F. Dixmérias a, , J. Palussière b
a Unité de traitement des douleurs en cancérologie, département d’anesthésie-réanimation, institut Bergonié, 229, cours de l’Argonne, 33076 Bordeaux cedex, France 
b Département d’imagerie médicale, institut Bergonié, 229, cours de l’Argonne, 33076 Bordeaux cedex, France 

Auteur correspondant.
Résumé

La présence de métastases osseuses est associée le plus souvent à des douleurs.
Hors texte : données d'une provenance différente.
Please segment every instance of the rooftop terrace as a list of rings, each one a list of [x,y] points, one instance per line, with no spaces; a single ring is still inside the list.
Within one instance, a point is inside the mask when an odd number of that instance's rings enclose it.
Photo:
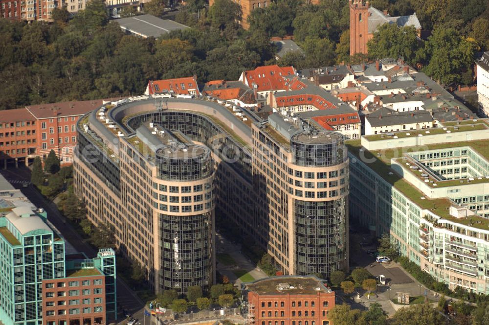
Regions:
[[[278,290],[281,283],[287,283],[293,288]],[[260,295],[315,295],[318,292],[331,292],[315,277],[275,277],[245,283],[250,291]]]
[[[67,278],[79,278],[80,277],[90,277],[93,276],[99,276],[102,273],[96,268],[89,269],[74,269],[73,270],[67,270]]]
[[[360,149],[362,149],[361,140],[350,140],[345,141],[345,144],[348,148],[349,152],[354,155],[360,161],[363,160],[360,158]],[[472,224],[473,227],[474,228],[487,230],[489,230],[489,220],[476,216],[459,218],[450,215],[450,207],[455,204],[451,200],[447,198],[430,199],[426,197],[422,192],[401,177],[390,167],[391,159],[400,157],[403,152],[416,151],[422,149],[425,150],[427,147],[429,149],[432,149],[467,146],[471,147],[484,157],[487,157],[489,155],[489,140],[440,143],[424,145],[419,147],[407,147],[403,148],[404,150],[402,151],[389,149],[371,152],[363,148],[363,155],[365,159],[373,161],[372,162],[365,163],[367,167],[372,169],[381,178],[393,185],[397,189],[402,193],[411,201],[422,209],[429,210],[441,217],[447,220],[467,225]],[[487,181],[487,180],[485,180]],[[452,182],[457,183],[456,185],[460,184],[460,180],[453,180],[441,182],[437,182],[438,186],[444,186],[442,184],[445,182],[448,185],[445,186],[449,186],[449,184]],[[480,223],[475,222],[473,220],[472,220],[474,218],[477,220],[481,221],[482,222]]]

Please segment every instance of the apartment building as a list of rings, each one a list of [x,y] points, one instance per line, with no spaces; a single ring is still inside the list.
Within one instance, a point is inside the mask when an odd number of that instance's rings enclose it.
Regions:
[[[36,156],[45,158],[51,150],[62,164],[71,163],[76,121],[102,102],[64,102],[0,111],[0,166],[28,165]]]
[[[451,289],[487,294],[488,141],[489,122],[477,119],[348,143],[351,221],[390,233]]]
[[[489,115],[489,52],[486,52],[476,62],[477,66],[477,98],[480,112]]]
[[[275,277],[241,285],[247,324],[330,324],[334,292],[315,276]]]
[[[76,194],[89,219],[110,224],[119,249],[146,266],[156,292],[213,282],[214,213],[285,273],[348,269],[344,137],[278,113],[264,129],[237,110],[206,97],[138,96],[78,122]],[[170,163],[172,155],[183,160]]]
[[[3,324],[95,325],[116,319],[112,250],[101,250],[92,259],[83,254],[65,259],[69,244],[47,220],[46,212],[36,209],[2,177],[0,207],[0,319]],[[101,302],[98,300],[96,306],[81,311],[80,319],[75,320],[75,314],[67,308],[69,304],[63,300],[69,294],[63,290],[69,286],[70,279],[91,280],[94,278],[89,276],[95,273],[97,280],[103,282],[97,291],[101,293],[97,298],[102,298]]]

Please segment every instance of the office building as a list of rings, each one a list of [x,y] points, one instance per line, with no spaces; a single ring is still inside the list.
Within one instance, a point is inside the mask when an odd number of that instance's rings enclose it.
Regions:
[[[334,292],[315,276],[268,278],[242,284],[249,325],[328,325]]]
[[[476,64],[479,111],[487,116],[489,116],[489,52],[485,52]]]
[[[84,255],[80,259],[79,256],[83,255],[78,254],[75,259],[65,260],[66,247],[69,244],[47,220],[46,212],[37,209],[20,190],[14,189],[2,177],[0,211],[2,324],[95,325],[116,319],[113,250],[101,250],[93,259]],[[94,279],[97,281],[92,282]],[[101,300],[97,300],[96,303],[92,299],[89,303],[82,299],[91,297],[80,297],[77,321],[74,315],[77,314],[72,310],[74,304],[68,300],[74,295],[70,296],[68,289],[70,281],[79,280],[87,284],[87,281],[90,280],[91,286],[83,289],[94,291],[93,286],[101,281],[101,285],[96,287],[99,293],[93,297]],[[83,309],[86,308],[89,309]]]
[[[62,165],[71,164],[76,121],[103,102],[63,102],[0,111],[0,167],[28,165],[36,156],[45,158],[51,150]]]
[[[75,191],[156,291],[213,283],[214,210],[285,273],[327,277],[348,268],[344,137],[292,120],[201,97],[114,101],[78,123]]]
[[[450,289],[489,293],[489,123],[366,136],[347,143],[351,222],[390,233]]]

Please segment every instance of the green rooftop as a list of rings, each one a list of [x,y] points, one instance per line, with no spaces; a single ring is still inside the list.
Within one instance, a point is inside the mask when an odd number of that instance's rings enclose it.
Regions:
[[[345,141],[345,144],[348,148],[349,152],[356,156],[359,159],[360,149],[362,148],[361,139],[349,140]],[[462,142],[452,142],[441,143],[438,144],[428,145],[423,146],[424,150],[428,147],[428,149],[452,148],[455,147],[470,146],[476,151],[482,154],[481,151],[489,154],[489,140],[484,140],[477,141],[469,141]],[[399,157],[400,153],[397,150],[392,149],[377,151],[369,151],[364,148],[363,156],[369,160],[374,160],[371,163],[365,164],[383,179],[393,185],[397,189],[407,197],[412,202],[416,204],[422,209],[429,210],[442,218],[452,220],[464,225],[468,225],[472,223],[474,228],[481,229],[489,229],[489,219],[480,218],[476,216],[467,217],[466,218],[455,218],[450,215],[450,207],[452,205],[452,201],[448,198],[440,198],[431,199],[426,197],[424,194],[416,188],[411,183],[407,182],[398,174],[391,166],[391,159]],[[404,148],[403,152],[416,151],[417,149],[421,149],[418,147],[408,147]],[[380,156],[378,154],[381,153]],[[485,156],[487,157],[487,156]],[[455,180],[458,182],[459,185],[460,180]],[[452,181],[448,182],[451,182]],[[437,182],[439,186],[442,186],[443,181]],[[422,199],[421,198],[424,198]],[[476,223],[472,219],[476,219],[478,221],[482,221],[481,223]]]
[[[446,133],[449,131],[449,133],[456,132],[464,132],[469,131],[477,131],[480,130],[485,130],[489,128],[489,126],[485,122],[474,123],[472,120],[470,120],[471,123],[457,125],[453,124],[453,126],[447,126],[446,130],[444,130],[444,128],[432,128],[431,129],[422,129],[421,130],[411,130],[402,132],[392,132],[394,135],[394,136],[397,137],[399,139],[405,138],[412,138],[418,137],[418,135],[423,136],[431,136],[437,134],[442,134]],[[446,125],[447,123],[445,123]],[[365,139],[369,141],[379,141],[380,140],[387,140],[389,139],[396,139],[392,136],[388,136],[387,133],[391,132],[384,132],[380,134],[374,134],[370,136],[365,136]]]
[[[15,236],[7,229],[7,227],[0,227],[0,234],[3,236],[5,239],[7,240],[7,241],[10,243],[12,245],[17,246],[21,244],[21,242],[19,241],[17,238],[15,238]]]
[[[79,278],[80,277],[91,277],[93,276],[99,276],[102,274],[102,272],[96,268],[90,269],[74,269],[73,270],[67,270],[67,278]]]

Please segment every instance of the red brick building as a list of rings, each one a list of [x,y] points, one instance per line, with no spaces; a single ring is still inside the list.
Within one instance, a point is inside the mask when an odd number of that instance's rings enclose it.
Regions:
[[[66,102],[0,111],[0,168],[45,158],[51,149],[69,164],[76,145],[78,118],[103,104],[101,99]]]
[[[256,325],[331,325],[334,292],[313,276],[276,277],[242,285],[244,315]]]

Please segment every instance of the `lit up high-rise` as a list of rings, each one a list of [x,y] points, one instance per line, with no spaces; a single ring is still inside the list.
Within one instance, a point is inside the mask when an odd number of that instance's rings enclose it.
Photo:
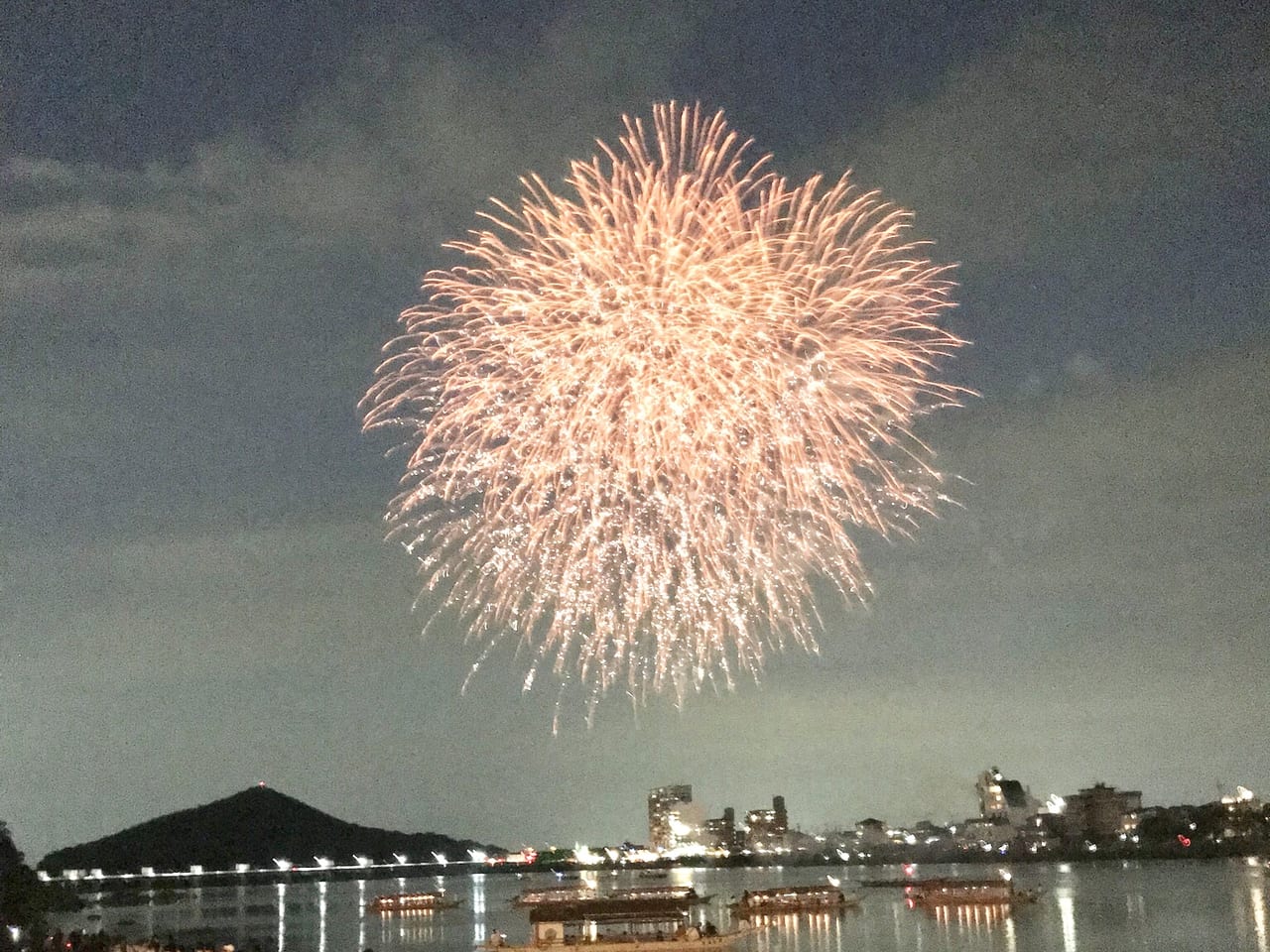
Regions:
[[[691,783],[657,787],[648,792],[648,842],[652,849],[664,850],[678,845],[676,821],[691,802]]]

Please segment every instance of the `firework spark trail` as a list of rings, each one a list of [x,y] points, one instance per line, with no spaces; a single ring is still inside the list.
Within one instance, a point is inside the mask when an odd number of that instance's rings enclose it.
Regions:
[[[579,678],[591,710],[690,691],[815,650],[810,580],[867,583],[851,531],[907,532],[939,500],[914,416],[947,267],[909,215],[847,176],[791,185],[723,114],[654,107],[573,162],[572,194],[522,179],[448,245],[366,395],[404,429],[387,518],[480,661],[507,636]]]

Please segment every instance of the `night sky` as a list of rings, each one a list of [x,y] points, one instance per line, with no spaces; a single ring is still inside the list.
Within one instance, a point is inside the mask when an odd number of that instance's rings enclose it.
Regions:
[[[196,5],[190,5],[196,6]],[[180,13],[173,13],[180,10]],[[6,5],[0,819],[37,858],[257,781],[507,847],[649,787],[808,830],[1270,788],[1261,3]],[[357,401],[441,242],[624,112],[723,108],[960,263],[922,425],[960,503],[864,539],[822,654],[588,730],[420,640]]]

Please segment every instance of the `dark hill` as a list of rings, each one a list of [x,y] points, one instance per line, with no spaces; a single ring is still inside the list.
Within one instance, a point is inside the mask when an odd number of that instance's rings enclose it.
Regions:
[[[354,853],[375,862],[391,862],[394,853],[405,853],[417,862],[431,859],[433,852],[466,859],[469,848],[500,852],[439,833],[398,833],[345,823],[260,786],[53,850],[39,868],[137,872],[152,866],[163,872],[185,871],[196,863],[207,869],[232,869],[235,863],[272,868],[276,857],[311,866],[319,856],[343,866],[353,862]]]

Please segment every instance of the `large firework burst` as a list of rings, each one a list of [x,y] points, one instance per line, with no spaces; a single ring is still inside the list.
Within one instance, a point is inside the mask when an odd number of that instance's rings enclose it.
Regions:
[[[852,532],[907,532],[940,475],[912,420],[947,267],[847,176],[791,185],[723,114],[654,107],[569,192],[522,179],[431,272],[364,399],[410,458],[387,519],[470,637],[592,707],[815,649],[812,580],[864,595]]]

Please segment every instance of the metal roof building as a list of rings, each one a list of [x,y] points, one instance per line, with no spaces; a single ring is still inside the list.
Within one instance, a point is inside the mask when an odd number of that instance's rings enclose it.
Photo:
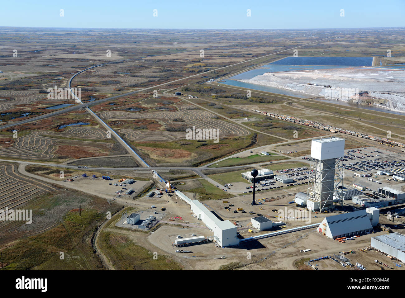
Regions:
[[[361,196],[364,194],[362,192],[357,189],[350,189],[349,190],[344,190],[342,192],[343,200],[352,200],[353,197],[358,196]]]
[[[400,181],[405,181],[405,175],[403,174],[396,174],[392,176],[392,178]]]
[[[405,235],[392,233],[371,238],[371,247],[405,262]]]
[[[378,187],[378,193],[384,196],[386,196],[389,198],[393,198],[397,200],[405,199],[405,192],[400,190],[397,190],[391,187],[384,186],[382,187]],[[398,201],[397,204],[402,203],[402,201]]]
[[[137,213],[133,213],[127,217],[127,224],[134,225],[141,220],[141,215]]]
[[[371,232],[373,230],[366,210],[360,210],[326,217],[317,230],[336,239]]]
[[[307,200],[308,198],[307,196],[307,194],[305,192],[298,192],[295,195],[296,204],[297,204],[302,206],[307,206]]]
[[[277,175],[276,176],[276,180],[281,183],[291,183],[294,181],[293,179],[287,177],[285,175]]]
[[[264,216],[257,216],[252,219],[252,225],[259,231],[271,229],[273,226],[271,221]]]

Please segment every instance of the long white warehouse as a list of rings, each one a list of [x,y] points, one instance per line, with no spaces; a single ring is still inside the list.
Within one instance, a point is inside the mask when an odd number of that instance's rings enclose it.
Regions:
[[[175,242],[176,245],[179,244],[184,244],[184,243],[189,243],[192,242],[200,242],[205,240],[205,237],[204,236],[197,236],[196,237],[192,237],[190,238],[182,238],[181,239],[176,239]]]
[[[201,202],[197,200],[191,200],[179,190],[175,194],[190,204],[197,218],[202,221],[211,231],[218,244],[224,247],[239,244],[237,236],[236,226],[229,220],[222,221],[215,216]]]
[[[405,235],[399,233],[371,238],[371,247],[405,262]]]

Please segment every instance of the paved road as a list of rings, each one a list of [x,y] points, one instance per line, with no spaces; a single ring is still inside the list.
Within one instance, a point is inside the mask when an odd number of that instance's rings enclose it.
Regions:
[[[305,46],[308,45],[311,45],[311,44],[313,44],[313,43],[318,43],[318,42],[320,42],[320,41],[322,41],[322,40],[325,40],[326,39],[328,39],[329,38],[332,38],[333,37],[335,37],[336,36],[337,36],[337,35],[333,35],[333,36],[329,36],[328,37],[326,37],[326,38],[323,38],[322,39],[320,39],[319,40],[316,40],[316,41],[313,41],[313,42],[312,42],[311,43],[306,43],[306,44],[305,44],[305,45],[302,45],[298,46],[297,47],[294,47],[291,48],[290,49],[285,49],[285,50],[283,50],[283,51],[279,51],[278,52],[276,52],[275,53],[272,53],[271,54],[269,54],[268,55],[264,55],[264,56],[260,56],[260,57],[257,57],[257,58],[254,58],[253,59],[249,59],[249,60],[245,60],[244,61],[242,61],[241,62],[238,62],[237,63],[235,63],[234,64],[231,64],[230,65],[228,65],[228,66],[223,66],[222,67],[220,67],[219,68],[215,68],[215,70],[221,70],[221,69],[224,69],[224,68],[227,68],[228,67],[230,67],[231,66],[235,66],[235,65],[238,65],[239,64],[243,64],[243,63],[249,63],[249,62],[251,62],[252,61],[254,61],[254,60],[256,60],[257,59],[261,59],[261,58],[264,58],[265,57],[269,57],[269,56],[271,56],[272,55],[276,55],[276,54],[278,54],[278,53],[283,53],[284,52],[286,52],[286,51],[291,51],[291,50],[294,49],[297,49],[298,48],[300,48],[300,47],[305,47]],[[75,74],[72,77],[71,77],[69,79],[69,81],[68,81],[68,85],[69,87],[70,87],[70,84],[71,83],[72,80],[75,78],[75,77],[77,75],[83,72],[85,72],[85,71],[86,70],[88,70],[89,69],[91,69],[92,68],[94,68],[95,67],[98,67],[98,66],[102,66],[103,65],[105,65],[107,64],[109,64],[109,63],[111,63],[111,62],[109,62],[108,63],[103,63],[102,64],[98,64],[98,65],[95,65],[94,66],[92,66],[91,67],[89,67],[88,68],[86,68],[85,69],[83,69],[83,70],[81,70],[79,72]],[[46,118],[49,118],[49,117],[54,117],[55,116],[60,115],[60,114],[64,114],[64,113],[67,113],[68,112],[70,112],[70,111],[76,111],[77,110],[79,110],[79,109],[82,109],[82,108],[84,108],[85,106],[94,106],[94,105],[96,105],[96,104],[98,104],[100,103],[101,103],[102,102],[105,102],[105,101],[107,101],[108,100],[113,100],[113,99],[115,99],[116,98],[121,98],[121,97],[124,97],[124,96],[128,96],[128,95],[130,95],[134,94],[134,93],[139,93],[139,92],[142,92],[143,91],[145,91],[148,90],[150,90],[151,89],[156,89],[156,88],[157,88],[158,87],[161,87],[162,86],[164,86],[165,85],[168,85],[168,84],[171,84],[172,83],[175,83],[176,82],[179,82],[179,81],[183,81],[183,80],[186,80],[186,79],[190,79],[190,78],[192,78],[192,77],[197,77],[198,76],[200,76],[200,75],[201,75],[204,74],[205,74],[211,73],[211,72],[212,72],[213,70],[211,69],[211,70],[209,70],[208,71],[205,71],[205,72],[200,72],[200,73],[199,73],[198,74],[193,74],[192,75],[189,76],[188,77],[185,77],[182,78],[181,79],[177,79],[177,80],[175,80],[174,81],[171,81],[170,82],[168,82],[167,83],[163,83],[162,84],[160,84],[159,85],[155,85],[155,86],[152,86],[151,87],[148,87],[147,88],[143,88],[143,89],[139,89],[139,90],[136,90],[135,91],[132,91],[132,92],[128,92],[128,93],[124,93],[124,94],[119,94],[118,95],[115,95],[115,96],[111,96],[110,97],[108,97],[108,98],[103,98],[102,99],[99,99],[99,100],[94,100],[94,101],[91,102],[87,102],[87,103],[85,103],[85,104],[79,104],[76,105],[74,106],[71,106],[71,107],[68,107],[68,108],[65,108],[65,109],[62,109],[62,110],[58,110],[58,111],[55,111],[55,112],[51,112],[51,113],[48,113],[47,114],[45,114],[45,115],[40,115],[39,116],[36,116],[36,117],[32,117],[32,118],[29,118],[28,119],[26,119],[23,120],[21,120],[20,121],[15,121],[15,122],[13,122],[13,123],[8,123],[8,124],[4,124],[4,125],[2,125],[1,126],[1,127],[2,127],[2,128],[9,128],[9,127],[13,127],[16,126],[17,126],[17,125],[19,125],[20,124],[24,124],[24,123],[28,123],[29,122],[32,122],[32,121],[37,121],[38,120],[41,120],[42,119],[46,119]],[[238,70],[238,71],[239,71],[239,70]]]

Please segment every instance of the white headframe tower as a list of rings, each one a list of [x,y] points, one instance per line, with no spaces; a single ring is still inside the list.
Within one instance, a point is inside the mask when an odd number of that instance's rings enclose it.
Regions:
[[[313,140],[310,175],[307,196],[314,202],[314,210],[333,207],[333,200],[343,205],[344,139],[336,137]]]

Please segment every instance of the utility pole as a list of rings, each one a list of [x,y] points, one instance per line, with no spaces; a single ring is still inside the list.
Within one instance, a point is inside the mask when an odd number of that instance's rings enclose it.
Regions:
[[[256,177],[259,175],[259,172],[256,169],[254,169],[250,172],[250,174],[253,177],[253,200],[252,200],[252,205],[254,206],[257,204],[254,200],[254,194],[256,191]]]

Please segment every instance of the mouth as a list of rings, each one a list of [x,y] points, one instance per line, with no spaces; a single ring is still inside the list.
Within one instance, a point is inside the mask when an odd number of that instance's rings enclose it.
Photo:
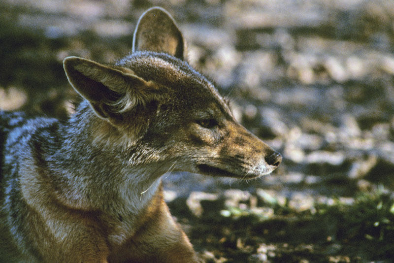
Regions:
[[[258,177],[260,175],[253,173],[239,174],[224,170],[217,167],[214,167],[208,164],[200,164],[197,165],[197,168],[202,174],[210,175],[211,176],[220,176],[226,177],[233,177],[235,178],[252,179]]]

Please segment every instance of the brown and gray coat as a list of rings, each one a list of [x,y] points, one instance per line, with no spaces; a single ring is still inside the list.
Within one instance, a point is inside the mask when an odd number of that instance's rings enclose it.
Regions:
[[[252,178],[281,157],[236,123],[186,52],[171,16],[151,8],[131,55],[113,65],[64,60],[84,98],[66,122],[0,113],[0,249],[9,252],[0,261],[198,262],[161,176]]]

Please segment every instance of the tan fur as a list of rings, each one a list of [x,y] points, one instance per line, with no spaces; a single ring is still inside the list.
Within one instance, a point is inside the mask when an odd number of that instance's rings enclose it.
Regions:
[[[166,11],[148,10],[134,37],[132,54],[114,65],[65,59],[84,99],[66,122],[0,112],[0,239],[20,252],[0,262],[197,263],[162,175],[249,179],[280,163],[185,61]]]

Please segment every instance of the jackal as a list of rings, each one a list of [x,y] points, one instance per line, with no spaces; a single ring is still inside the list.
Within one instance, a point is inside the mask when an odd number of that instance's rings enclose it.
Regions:
[[[199,262],[161,176],[253,178],[282,158],[237,123],[186,54],[172,18],[154,7],[138,22],[131,55],[111,65],[64,60],[83,98],[66,121],[0,113],[0,237],[8,248],[0,261]]]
Ces douleurs sont spécifiques de par leur physiopathologie, leurs caractéristiques et leur traitement. Le traitement antalgique conventionnel peut être insuffisant et la prise en charge doit être multimodale, globale et interdisciplinaire. Les techniques de radiologie interventionnelle antalgique élargissent l’éventail du traitement antalgique. Leur place dans la stratégie antalgique doit être définie en concertation pluridisciplinaire pour chaque patient, selon sa douleur et selon le risque osseux. Ces techniques demandent cependant plus de validation scientifique quant à leur effet antalgique. Des recommandations sur la place de la radiologie interventionnelle lors de métastases osseuses douloureuses sont nécessaires afin d’harmoniser les pratiques, et d’élargir l’activité douleur de la radiologie interventionnelle au niveau national. La mise en place du plan cancer 2009–2012 pourrait ainsi profiter à ces traitements indispensables au patient douloureux.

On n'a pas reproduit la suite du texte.